The Tulsa actress born Phylis Isley who became Jennifer Jones at David O. Selznick's direction, won the Oscar for her first major role, and spent a decade as the most intensely managed star in Hollywood — the subject of a producer's obsessive creative love that shaped and constrained and occasionally transcended everything she did on screen.
Portrait · Jennifer Jones
Born Phylis Lee Isley on March 2, 1919, in Tulsa, Oklahoma — the daughter of a theatre and film exhibitor who put her in front of audiences from childhood. She married actor Robert Walker in 1939, arrived in Hollywood with him, and attracted the attention of David O. Selznick — the producer responsible for Gone with the Wind — who signed her, changed her name to Jennifer Jones, divorced his wife, and proceeded to manage every aspect of her career with an obsessiveness that was simultaneously the source of her greatest opportunities and the constraint that occasionally prevented her from fully inhabiting them.
Henry King's The Song of Bernadette (1943) — the story of Bernadette Soubirous, the Lourdes visionary who reported seeing the Virgin Mary — gave her a role for which the combination of spiritual intensity and physical delicacy she was capable of was perfectly suited. She was twenty-four, had no major screen credits, and won the Academy Award for Best Actress over Ingrid Bergman, Joan Fontaine, Greer Garson, and Lana Turner. The win announced a major talent; Selznick immediately set about controlling its development with the complete attention of a man who believed he knew better than the actress what she should be doing.
King Vidor's Duel in the Sun (1946) — Selznick's deliberately provocative attempt to make a Western as operatic as Gone with the Wind — cast her as Pearl Chavez, the mixed-race half-breed who is the object of two brothers' desire and who ends the film crawling through the desert toward the man who has shot her to shoot him in return. The performance is the most extravagant thing she ever did; the role required exactly the intensity that Selznick had found in her and had been both promoting and mismanaging.
William Dieterle's Love Letters (1945), Vincente Minnelli's Madame Bovary (1949), and Henry King's Love Is a Many-Splendored Thing (1955) demonstrated the range that Selznick's management had both revealed and constrained. She married Selznick in 1949 after her divorce from Robert Walker; he died in 1965; she survived him by forty-four years, eventually living quietly in Malibu and declining all interviews. She died on December 17, 2009, in Malibu, aged ninety.
Bernadette's specific quality — the directness of a person who has seen something and knows what she saw, the inability to deny it no matter who interrogates her — required an actress capable of playing spiritual conviction without irony, which is among the most technically difficult things cinema asks of a performer. Jones plays it as simple fact: Bernadette doesn't argue for what she saw; she simply insists on it, calmly and completely. The performance established the quality that Selznick recognised — the intensity that could read as either vision or pathology depending on the context — and that he would spend the rest of her career trying to find roles for.

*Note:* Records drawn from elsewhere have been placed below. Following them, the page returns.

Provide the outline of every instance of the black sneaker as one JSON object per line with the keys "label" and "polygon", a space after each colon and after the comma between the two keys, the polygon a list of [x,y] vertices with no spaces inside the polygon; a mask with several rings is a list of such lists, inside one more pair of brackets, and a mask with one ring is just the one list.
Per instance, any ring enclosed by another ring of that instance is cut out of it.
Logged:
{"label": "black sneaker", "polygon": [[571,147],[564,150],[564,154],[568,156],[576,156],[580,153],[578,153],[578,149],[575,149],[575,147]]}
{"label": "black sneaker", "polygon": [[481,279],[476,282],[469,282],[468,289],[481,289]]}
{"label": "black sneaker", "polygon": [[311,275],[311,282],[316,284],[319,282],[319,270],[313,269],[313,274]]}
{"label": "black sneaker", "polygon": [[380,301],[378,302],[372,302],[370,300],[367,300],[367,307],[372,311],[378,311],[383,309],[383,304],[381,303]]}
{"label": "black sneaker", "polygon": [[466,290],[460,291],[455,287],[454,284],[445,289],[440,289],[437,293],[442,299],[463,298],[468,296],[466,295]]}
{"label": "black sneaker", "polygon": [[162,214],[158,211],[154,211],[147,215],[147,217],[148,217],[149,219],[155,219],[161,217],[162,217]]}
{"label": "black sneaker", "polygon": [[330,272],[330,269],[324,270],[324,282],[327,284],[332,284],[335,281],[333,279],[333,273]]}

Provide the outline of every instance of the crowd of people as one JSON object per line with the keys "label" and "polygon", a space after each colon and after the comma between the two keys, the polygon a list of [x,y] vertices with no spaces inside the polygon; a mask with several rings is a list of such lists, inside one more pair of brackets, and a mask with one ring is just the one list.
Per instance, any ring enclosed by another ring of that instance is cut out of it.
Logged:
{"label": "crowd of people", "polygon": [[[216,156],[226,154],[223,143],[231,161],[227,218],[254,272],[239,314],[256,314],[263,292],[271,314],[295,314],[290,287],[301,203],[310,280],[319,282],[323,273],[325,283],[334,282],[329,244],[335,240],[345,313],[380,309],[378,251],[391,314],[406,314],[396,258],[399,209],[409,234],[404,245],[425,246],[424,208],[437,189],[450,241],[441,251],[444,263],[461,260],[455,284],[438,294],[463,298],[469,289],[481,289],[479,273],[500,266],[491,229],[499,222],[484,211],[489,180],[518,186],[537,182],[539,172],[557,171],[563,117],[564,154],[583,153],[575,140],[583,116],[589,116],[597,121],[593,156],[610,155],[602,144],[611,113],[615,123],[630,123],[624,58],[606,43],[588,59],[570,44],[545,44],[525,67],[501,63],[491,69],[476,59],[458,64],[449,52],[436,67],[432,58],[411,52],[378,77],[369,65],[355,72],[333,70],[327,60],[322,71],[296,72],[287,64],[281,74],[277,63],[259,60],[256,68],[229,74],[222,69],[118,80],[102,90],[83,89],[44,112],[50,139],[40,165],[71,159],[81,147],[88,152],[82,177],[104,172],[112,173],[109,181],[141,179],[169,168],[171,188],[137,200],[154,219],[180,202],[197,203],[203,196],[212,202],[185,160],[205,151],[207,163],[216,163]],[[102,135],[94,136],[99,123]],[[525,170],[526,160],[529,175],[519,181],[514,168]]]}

Pearl Chavez's final crawl — shot through the desert toward the man who has shot her, dragging herself across the scrub to reach him and shoot him in return — is the operatic extreme of what Jones was capable of: a passion play staged as a Western, the intensity pushed past the point where ordinary naturalism could contain it. The film was critically derided and commercially enormous; "Lust in the Dust" was the contemporary title; Selznick considered it one of his finest productions. All three responses are defensible.
Emma Bovary is one of literature's most demanding roles — a woman whose psychology is self-deceiving in ways she can never recognise, whose romanticism is both the film's subject and the trap that destroys her — and Jones plays the self-deception without the protective irony that would make the character safer to watch. Minnelli's direction and Jones' performance together produce the American cinema's most psychologically honest portrait of female romanticism as a form of self-destruction.
Han Suyin's position — the woman between worlds, belonging completely to neither the Chinese nor the Western culture she navigates — is the film's central dramatic fact, and Jones plays the in-between quality with a specificity that prevents the role from collapsing into romance-novel generality. The title song became one of the era's most successful, which somewhat overshadowed the performance; the performance is more interesting than the song suggests.
I did not see a beautiful lady. I saw something bright, and I did not know what it was.
Jennifer Jones' legacy is the tension between what she was and what she was managed into being — the five nominations and one Oscar that represent genuine achievement, and the question of what a career unconstrained by Selznick's obsessive vision might have looked like. Bernadette and Emma Bovary are performances of rare quality; Duel in the Sun is a performance pushed to its operatic extreme; Love Is a Many-Splendored Thing demonstrated warmth the more demanding films had occasionally suppressed.
She survived Selznick by forty-four years and spent them in a privacy that was clearly chosen and clearly sufficient. The career was simultaneously too managed and genuinely distinguished; the woman who won the Oscar for her first major role and received four more nominations across twelve years deserves recognition on her own terms, which Selznick's shadow occasionally prevented and which time has begun to restore.